Why does TypeScript mark the type of argument from function as 'never'

Question

Here is the union type of two signatures for the filter function and the function itself.

type Filter = {
  (arr: string[], f: (item: string) => boolean): string[]
  (arr: number[], f: (item: number) => boolean): number[]
}

let filter: Filter = (arr, func) => {
    let result = []
    for (let i in arr) {
        let item = arr[i]
        if (func(item)) {
            result.push(item)
        }
    }
    return result
}

The compiler accepts this argument as a function of the union type:

However, inside the function it doesn't and marks the argument item as never

Answer 1

The problem is that if a function is typed as ((item: string) => boolean) | ((item: number) => boolean) ((item: string) => boolean) | ((item: number) => boolean) there is nothing we can call this function that would be safe for either function signature ex:

let fn: ((item: string) => boolean) | ((item: number) => boolean)
fn = Math.random() > 0.5 ? (i: string) => !!i.toUpperCase() : (i: number)=> !!i.toExponential()

fn(10) // Will fail if the function is the one that accepts strings
fn("") // Will fail if the function is the one that accepts numbers

Playground Link

This is why for a union of functions typescript will infer an intersection for parameters.

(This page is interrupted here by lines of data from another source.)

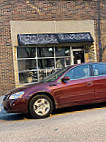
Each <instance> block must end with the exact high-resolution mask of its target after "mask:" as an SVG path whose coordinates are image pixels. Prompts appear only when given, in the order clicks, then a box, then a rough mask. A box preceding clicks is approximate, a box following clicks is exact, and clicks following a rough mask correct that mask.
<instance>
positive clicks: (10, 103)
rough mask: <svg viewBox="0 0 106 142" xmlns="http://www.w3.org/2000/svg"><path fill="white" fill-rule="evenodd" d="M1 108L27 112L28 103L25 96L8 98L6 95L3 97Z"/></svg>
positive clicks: (11, 110)
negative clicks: (15, 97) (2, 104)
mask: <svg viewBox="0 0 106 142" xmlns="http://www.w3.org/2000/svg"><path fill="white" fill-rule="evenodd" d="M3 108H4V110H5V111H7V112H8V113H27V112H28V105H27V100H26V98H19V99H15V100H9V99H8V97H7V98H6V99H3Z"/></svg>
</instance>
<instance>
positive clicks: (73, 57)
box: [71, 49, 85, 64]
mask: <svg viewBox="0 0 106 142" xmlns="http://www.w3.org/2000/svg"><path fill="white" fill-rule="evenodd" d="M71 60H72V64H81V63H84V62H85V59H84V50H83V49H72V56H71Z"/></svg>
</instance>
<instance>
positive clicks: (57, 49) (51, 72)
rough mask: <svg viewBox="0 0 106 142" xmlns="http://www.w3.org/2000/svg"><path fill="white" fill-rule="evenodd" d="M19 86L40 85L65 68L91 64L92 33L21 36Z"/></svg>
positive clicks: (30, 34) (32, 35)
mask: <svg viewBox="0 0 106 142" xmlns="http://www.w3.org/2000/svg"><path fill="white" fill-rule="evenodd" d="M17 39H18V46H17V47H16V49H17V66H18V68H17V70H18V82H19V84H27V83H33V82H39V81H41V80H42V79H43V78H44V77H46V76H48V75H49V74H52V73H53V72H55V71H58V70H60V69H62V68H64V67H67V66H70V65H73V64H80V63H84V62H88V56H89V54H88V53H89V47H91V46H92V45H93V42H94V40H93V38H92V35H91V34H90V32H82V33H56V34H52V33H49V34H46V33H45V34H18V35H17Z"/></svg>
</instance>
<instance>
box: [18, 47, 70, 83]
mask: <svg viewBox="0 0 106 142" xmlns="http://www.w3.org/2000/svg"><path fill="white" fill-rule="evenodd" d="M17 57H18V72H19V83H21V84H23V83H31V82H39V81H42V80H43V79H44V78H45V77H47V76H48V75H49V74H52V73H53V72H55V71H57V70H59V69H62V68H64V67H66V66H68V65H70V64H71V57H70V47H18V48H17Z"/></svg>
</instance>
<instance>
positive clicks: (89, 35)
mask: <svg viewBox="0 0 106 142" xmlns="http://www.w3.org/2000/svg"><path fill="white" fill-rule="evenodd" d="M76 42H77V43H78V42H79V43H81V42H94V40H93V38H92V36H91V34H90V33H89V32H86V33H85V32H84V33H58V34H19V35H18V44H19V46H23V45H38V44H40V45H43V44H63V43H76Z"/></svg>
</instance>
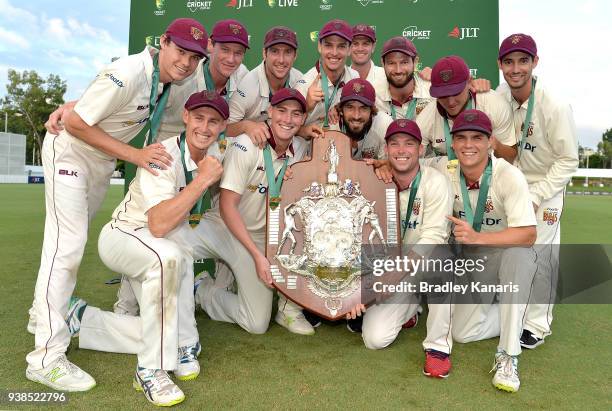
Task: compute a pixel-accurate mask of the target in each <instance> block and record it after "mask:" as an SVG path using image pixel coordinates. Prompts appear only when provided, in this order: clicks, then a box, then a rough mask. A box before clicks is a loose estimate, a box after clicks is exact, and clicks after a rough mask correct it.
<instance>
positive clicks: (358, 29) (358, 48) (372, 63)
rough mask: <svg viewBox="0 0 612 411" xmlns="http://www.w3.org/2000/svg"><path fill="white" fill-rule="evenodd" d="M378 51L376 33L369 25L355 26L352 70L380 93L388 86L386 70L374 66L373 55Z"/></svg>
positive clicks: (352, 51) (351, 53) (353, 37)
mask: <svg viewBox="0 0 612 411" xmlns="http://www.w3.org/2000/svg"><path fill="white" fill-rule="evenodd" d="M374 49H376V32H375V31H374V29H373V28H372V26H369V25H367V24H357V25H355V26H353V41H352V42H351V68H352V69H353V70H355V71H356V72H357V73H359V78H361V79H364V80H367V81H369V82H370V84H371V85H372V86H373V87H374V90H376V91H377V93H379V92H380V91H379V90H382V88H384V87H385V86H386V81H385V70H384V69H383V68H382V67H380V66H377V65H376V64H374V62H373V61H372V54H373V53H374Z"/></svg>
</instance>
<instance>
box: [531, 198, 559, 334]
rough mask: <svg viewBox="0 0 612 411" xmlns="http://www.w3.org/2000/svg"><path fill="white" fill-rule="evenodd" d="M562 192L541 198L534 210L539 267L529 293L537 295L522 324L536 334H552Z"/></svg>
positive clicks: (555, 286)
mask: <svg viewBox="0 0 612 411" xmlns="http://www.w3.org/2000/svg"><path fill="white" fill-rule="evenodd" d="M564 195H565V192H563V191H561V192H559V193H558V194H557V195H555V196H554V197H553V198H551V199H548V200H545V201H542V203H541V204H540V207H539V208H538V211H537V212H536V220H537V223H538V225H537V230H538V238H537V240H536V246H534V249H535V250H536V252H537V255H538V271H537V273H536V278H535V281H534V289H533V292H532V295H533V296H534V298H535V299H536V301H535V302H534V303H530V304H529V305H528V307H527V316H526V320H525V328H526V329H527V330H529V331H531V332H532V333H533V334H534V335H535V336H536V337H538V338H544V337H546V336H547V335H550V334H551V329H550V325H551V324H552V320H553V314H552V311H553V307H554V301H555V296H556V289H557V280H558V274H559V244H561V214H562V212H563V202H564Z"/></svg>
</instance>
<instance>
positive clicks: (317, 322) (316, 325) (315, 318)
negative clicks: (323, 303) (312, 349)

For primitive types this will always reduce to never , but it is more useful for object types where we can create objects that satisfy the intersection of two other object types.

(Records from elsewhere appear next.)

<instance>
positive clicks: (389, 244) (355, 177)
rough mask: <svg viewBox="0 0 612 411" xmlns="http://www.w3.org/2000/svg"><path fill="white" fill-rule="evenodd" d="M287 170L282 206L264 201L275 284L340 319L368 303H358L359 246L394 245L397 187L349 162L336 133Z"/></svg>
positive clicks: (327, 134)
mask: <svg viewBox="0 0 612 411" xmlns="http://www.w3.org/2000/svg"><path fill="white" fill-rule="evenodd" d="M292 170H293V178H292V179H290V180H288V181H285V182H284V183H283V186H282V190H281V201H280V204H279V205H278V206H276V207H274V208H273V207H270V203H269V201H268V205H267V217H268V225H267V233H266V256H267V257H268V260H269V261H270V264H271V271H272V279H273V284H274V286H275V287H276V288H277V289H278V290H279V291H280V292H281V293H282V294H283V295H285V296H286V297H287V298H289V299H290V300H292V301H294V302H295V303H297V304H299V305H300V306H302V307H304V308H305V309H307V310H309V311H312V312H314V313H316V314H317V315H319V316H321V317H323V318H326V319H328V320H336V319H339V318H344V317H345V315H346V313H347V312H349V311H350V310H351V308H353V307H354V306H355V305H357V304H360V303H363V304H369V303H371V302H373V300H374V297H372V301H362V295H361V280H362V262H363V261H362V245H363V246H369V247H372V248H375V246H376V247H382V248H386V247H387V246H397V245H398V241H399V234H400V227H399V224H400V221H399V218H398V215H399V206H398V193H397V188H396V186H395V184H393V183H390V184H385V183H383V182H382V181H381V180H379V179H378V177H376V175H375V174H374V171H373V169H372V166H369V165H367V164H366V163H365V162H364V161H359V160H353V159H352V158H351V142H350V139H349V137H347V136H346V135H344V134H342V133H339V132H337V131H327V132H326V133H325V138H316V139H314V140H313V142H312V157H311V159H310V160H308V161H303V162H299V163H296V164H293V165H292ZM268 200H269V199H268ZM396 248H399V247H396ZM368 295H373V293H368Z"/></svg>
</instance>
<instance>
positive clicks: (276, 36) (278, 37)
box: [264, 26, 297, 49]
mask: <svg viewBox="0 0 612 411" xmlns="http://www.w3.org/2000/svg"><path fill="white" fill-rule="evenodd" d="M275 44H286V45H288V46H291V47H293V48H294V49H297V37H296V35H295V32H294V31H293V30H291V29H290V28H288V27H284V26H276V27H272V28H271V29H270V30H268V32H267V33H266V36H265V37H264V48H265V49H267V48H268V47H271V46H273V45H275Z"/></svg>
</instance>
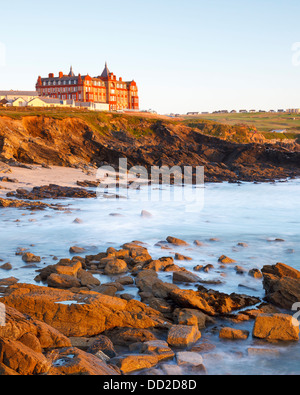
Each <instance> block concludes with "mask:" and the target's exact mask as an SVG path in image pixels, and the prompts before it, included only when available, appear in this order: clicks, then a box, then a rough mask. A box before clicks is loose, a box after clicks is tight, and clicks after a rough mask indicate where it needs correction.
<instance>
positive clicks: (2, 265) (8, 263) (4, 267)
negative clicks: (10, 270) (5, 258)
mask: <svg viewBox="0 0 300 395" xmlns="http://www.w3.org/2000/svg"><path fill="white" fill-rule="evenodd" d="M0 269H2V270H11V269H12V265H11V264H10V263H9V262H6V263H4V264H3V265H1V266H0Z"/></svg>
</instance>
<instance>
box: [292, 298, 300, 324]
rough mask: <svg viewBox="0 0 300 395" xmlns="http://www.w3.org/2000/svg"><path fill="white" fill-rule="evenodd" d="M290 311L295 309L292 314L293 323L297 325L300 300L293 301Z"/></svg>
mask: <svg viewBox="0 0 300 395" xmlns="http://www.w3.org/2000/svg"><path fill="white" fill-rule="evenodd" d="M292 311H296V313H295V314H294V315H293V325H294V326H299V325H300V322H299V321H300V302H297V303H294V304H293V306H292Z"/></svg>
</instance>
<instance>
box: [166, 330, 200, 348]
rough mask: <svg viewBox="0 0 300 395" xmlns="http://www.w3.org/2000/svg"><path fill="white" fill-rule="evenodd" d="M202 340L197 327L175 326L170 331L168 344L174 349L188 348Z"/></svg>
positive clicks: (167, 339) (168, 338) (168, 335)
mask: <svg viewBox="0 0 300 395" xmlns="http://www.w3.org/2000/svg"><path fill="white" fill-rule="evenodd" d="M200 338H201V333H200V332H199V329H198V327H197V326H189V325H173V326H171V328H170V329H169V332H168V339H167V342H168V344H169V345H170V346H174V347H188V346H190V345H192V344H194V343H196V342H197V341H198V340H199V339H200Z"/></svg>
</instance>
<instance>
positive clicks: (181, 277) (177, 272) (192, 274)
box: [173, 270, 201, 283]
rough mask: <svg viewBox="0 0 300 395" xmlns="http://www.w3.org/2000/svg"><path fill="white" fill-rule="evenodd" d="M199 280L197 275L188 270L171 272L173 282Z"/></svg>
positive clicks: (196, 282) (192, 281) (192, 282)
mask: <svg viewBox="0 0 300 395" xmlns="http://www.w3.org/2000/svg"><path fill="white" fill-rule="evenodd" d="M200 280H201V278H200V277H199V276H197V275H196V274H194V273H191V272H189V271H188V270H184V271H180V272H174V273H173V283H197V282H199V281H200Z"/></svg>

TS does the best it can to infer the types of the parameters, but in this case the inferred parameters while correct are not very useful.

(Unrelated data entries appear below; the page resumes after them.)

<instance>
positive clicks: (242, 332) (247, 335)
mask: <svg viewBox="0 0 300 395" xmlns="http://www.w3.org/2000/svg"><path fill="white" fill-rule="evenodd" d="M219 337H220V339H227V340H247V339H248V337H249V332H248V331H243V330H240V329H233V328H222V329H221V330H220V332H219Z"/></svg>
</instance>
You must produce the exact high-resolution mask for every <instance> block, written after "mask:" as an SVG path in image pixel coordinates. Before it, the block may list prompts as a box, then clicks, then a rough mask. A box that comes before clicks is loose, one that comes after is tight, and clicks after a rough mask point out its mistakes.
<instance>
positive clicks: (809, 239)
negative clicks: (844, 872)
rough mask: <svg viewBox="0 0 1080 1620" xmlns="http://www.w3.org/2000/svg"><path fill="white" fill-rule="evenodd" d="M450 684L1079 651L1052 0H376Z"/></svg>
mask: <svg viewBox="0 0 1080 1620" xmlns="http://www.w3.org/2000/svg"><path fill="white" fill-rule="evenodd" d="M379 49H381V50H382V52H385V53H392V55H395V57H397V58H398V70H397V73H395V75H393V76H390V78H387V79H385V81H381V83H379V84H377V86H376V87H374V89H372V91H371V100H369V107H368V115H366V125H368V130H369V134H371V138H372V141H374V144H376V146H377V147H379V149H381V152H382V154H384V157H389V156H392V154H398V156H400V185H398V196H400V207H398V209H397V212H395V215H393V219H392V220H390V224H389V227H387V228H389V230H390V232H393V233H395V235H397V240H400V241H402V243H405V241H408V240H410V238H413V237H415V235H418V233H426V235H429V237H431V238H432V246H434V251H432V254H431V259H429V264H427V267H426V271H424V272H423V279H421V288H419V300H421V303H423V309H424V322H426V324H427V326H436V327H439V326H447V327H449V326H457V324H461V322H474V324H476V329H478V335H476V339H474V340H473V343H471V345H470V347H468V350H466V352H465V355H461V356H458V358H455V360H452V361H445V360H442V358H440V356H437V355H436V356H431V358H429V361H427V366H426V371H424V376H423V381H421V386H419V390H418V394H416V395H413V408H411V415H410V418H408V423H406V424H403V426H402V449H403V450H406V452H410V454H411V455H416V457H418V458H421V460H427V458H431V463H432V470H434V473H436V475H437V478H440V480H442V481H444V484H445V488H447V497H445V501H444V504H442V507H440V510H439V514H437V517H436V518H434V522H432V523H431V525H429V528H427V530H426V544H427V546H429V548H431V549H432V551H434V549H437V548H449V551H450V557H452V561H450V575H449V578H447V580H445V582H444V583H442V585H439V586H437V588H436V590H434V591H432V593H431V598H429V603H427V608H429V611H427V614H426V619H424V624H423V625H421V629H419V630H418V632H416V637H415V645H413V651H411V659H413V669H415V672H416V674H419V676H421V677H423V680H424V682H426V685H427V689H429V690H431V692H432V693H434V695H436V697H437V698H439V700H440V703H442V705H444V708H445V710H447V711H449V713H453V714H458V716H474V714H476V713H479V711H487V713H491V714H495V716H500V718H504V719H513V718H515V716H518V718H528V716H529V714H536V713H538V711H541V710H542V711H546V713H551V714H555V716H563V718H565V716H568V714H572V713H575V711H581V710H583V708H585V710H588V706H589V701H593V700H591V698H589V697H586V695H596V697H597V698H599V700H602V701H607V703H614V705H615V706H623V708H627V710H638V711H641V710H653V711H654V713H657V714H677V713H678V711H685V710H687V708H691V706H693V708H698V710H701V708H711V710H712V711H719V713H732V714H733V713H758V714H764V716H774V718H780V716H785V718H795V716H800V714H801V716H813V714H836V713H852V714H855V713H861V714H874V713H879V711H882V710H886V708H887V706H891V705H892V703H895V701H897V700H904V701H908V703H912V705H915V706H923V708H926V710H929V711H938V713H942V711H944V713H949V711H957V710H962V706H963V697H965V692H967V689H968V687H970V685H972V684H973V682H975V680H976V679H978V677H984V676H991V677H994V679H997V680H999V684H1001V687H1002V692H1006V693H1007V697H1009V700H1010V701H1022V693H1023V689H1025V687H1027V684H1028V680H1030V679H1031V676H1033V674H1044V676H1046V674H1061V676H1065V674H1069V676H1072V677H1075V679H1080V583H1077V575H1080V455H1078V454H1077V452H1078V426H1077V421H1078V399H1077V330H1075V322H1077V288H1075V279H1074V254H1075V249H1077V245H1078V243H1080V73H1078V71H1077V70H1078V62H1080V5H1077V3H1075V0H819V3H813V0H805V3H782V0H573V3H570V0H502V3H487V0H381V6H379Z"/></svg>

The better solution would be to use an explicit generic signature in this case:

type Filter = {
  (arr: string[], f: (item: string) => boolean): string[]
  (arr: number[], f: (item: number) => boolean): number[]
}

let filter: Filter = <T extends string | number>(arr: T[], func: (item: T) => boolean): T[] => {
    let result: T[] = []
    for (let i in arr) {
        let item = arr[i]
        if (func(item)) {
            result.push(item)
        }
    }
    return result;
}